In a 90-day repeat-dose toxicity study in rats, topical administration of LEXETTE at dose concentrations from 0.005% to 0.05% or from 0.011 to 0.11 mg/kg/day of halobetasol propionate resulted in a toxicity profile consistent with long-term exposure to corticosteroids including adrenal atrophy, histopathological changes in several organ systems indicative of severe immune suppression, and opportunistic fungal and bacterial infections. A no observable adverse effect level could not be determined in this study. Although the clinical relevance of the findings in animals to humans is not clear, sustained glucocorticoid-related immune suppression may increase the risk of infection and possibly the risk of carcinogenesis.
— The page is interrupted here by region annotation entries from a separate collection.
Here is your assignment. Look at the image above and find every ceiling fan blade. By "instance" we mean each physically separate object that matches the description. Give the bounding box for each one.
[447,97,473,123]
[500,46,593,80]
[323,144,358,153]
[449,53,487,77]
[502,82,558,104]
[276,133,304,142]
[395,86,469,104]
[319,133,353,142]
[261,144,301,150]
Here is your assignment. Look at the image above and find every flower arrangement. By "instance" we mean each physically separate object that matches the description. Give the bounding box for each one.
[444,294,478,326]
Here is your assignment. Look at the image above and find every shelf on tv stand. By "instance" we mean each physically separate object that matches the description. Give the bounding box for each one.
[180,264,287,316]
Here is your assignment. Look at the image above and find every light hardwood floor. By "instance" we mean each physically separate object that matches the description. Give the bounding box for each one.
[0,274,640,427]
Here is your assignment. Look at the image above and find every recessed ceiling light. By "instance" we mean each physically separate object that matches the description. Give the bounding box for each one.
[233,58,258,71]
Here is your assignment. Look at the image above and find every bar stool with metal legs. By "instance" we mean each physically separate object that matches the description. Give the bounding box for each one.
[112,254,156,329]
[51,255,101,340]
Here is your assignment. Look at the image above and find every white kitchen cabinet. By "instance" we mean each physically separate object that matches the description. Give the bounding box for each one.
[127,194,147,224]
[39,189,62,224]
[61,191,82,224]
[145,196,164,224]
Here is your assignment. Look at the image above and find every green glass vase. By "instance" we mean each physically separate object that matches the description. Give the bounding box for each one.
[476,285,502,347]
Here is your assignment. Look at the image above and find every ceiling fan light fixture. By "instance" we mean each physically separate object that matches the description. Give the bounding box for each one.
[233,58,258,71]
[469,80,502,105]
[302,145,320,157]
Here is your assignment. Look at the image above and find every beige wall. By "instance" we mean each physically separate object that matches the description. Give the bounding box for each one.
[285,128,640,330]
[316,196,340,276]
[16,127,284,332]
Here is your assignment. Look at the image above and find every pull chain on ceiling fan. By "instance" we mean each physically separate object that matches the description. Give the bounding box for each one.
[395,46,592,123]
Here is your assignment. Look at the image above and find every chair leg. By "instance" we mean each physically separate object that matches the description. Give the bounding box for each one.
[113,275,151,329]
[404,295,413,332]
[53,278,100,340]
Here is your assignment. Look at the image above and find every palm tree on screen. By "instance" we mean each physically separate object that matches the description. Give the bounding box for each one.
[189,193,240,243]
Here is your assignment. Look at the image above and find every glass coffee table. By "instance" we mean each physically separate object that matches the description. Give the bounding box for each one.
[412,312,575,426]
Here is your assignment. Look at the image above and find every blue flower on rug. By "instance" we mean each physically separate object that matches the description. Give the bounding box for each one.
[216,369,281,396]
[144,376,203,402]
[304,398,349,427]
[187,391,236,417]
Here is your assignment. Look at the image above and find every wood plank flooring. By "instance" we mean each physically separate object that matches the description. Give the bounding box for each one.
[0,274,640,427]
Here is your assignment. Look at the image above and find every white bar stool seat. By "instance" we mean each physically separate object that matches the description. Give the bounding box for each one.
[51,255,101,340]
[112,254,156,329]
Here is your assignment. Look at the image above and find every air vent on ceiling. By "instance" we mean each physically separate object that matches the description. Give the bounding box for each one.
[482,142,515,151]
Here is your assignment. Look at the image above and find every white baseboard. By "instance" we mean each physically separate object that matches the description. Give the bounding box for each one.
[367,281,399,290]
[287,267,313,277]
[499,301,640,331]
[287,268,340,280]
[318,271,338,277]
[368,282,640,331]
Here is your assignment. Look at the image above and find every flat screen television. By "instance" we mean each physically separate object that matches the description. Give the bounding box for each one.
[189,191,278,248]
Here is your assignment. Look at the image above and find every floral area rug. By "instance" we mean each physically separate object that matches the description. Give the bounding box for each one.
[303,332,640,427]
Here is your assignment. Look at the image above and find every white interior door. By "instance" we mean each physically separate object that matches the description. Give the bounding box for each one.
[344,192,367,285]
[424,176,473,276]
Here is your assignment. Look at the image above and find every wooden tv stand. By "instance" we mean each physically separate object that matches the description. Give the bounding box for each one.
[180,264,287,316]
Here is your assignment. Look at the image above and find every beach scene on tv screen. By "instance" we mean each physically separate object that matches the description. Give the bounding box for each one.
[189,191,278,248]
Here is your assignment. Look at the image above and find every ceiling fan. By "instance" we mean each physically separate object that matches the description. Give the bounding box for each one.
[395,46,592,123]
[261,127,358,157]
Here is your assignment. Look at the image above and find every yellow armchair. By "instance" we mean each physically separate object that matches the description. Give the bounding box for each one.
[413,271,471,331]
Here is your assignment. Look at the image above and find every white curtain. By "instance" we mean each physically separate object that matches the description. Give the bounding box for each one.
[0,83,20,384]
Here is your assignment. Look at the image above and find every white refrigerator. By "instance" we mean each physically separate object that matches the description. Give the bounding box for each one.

Halobetasol propionate was not found to be genotoxic in the Ames/Salmonella assay, in the Chinese hamster CHO/HGPRT assay, in the mouse micronucleus test, in the sister chromatid exchange test in somatic cells of the Chinese hamster, or in the chromosome aberration test in somatic cells of Chinese hamsters. Positive mutagenicity effects were observed in two genotoxicity assays: Chinese hamster nuclear anomaly test and mouse lymphoma gene mutation assay in vitro. Studies in the rat following oral administration at dose levels up to 0.05 mg/kg/day indicated no impairment of fertility or general reproductive performance.

LEXETTE (halobetasol propionate) topical foam, 0.05% is a white to off-white foam.

It is supplied in aluminum cans of:
50 grams (NDC 51862-618-50)

Store at 20°-25°C (68°-77°F); excursions permitted to 15ºC and 30ºC (59ºF to 86ºF). Contents under pressure.

Do not puncture or incinerate. Do not expose to heat or store at temperatures above 120°F (49°C).

Do not freeze.

LEXETTE is flammable; avoid heat, flame, or smoking when using this product.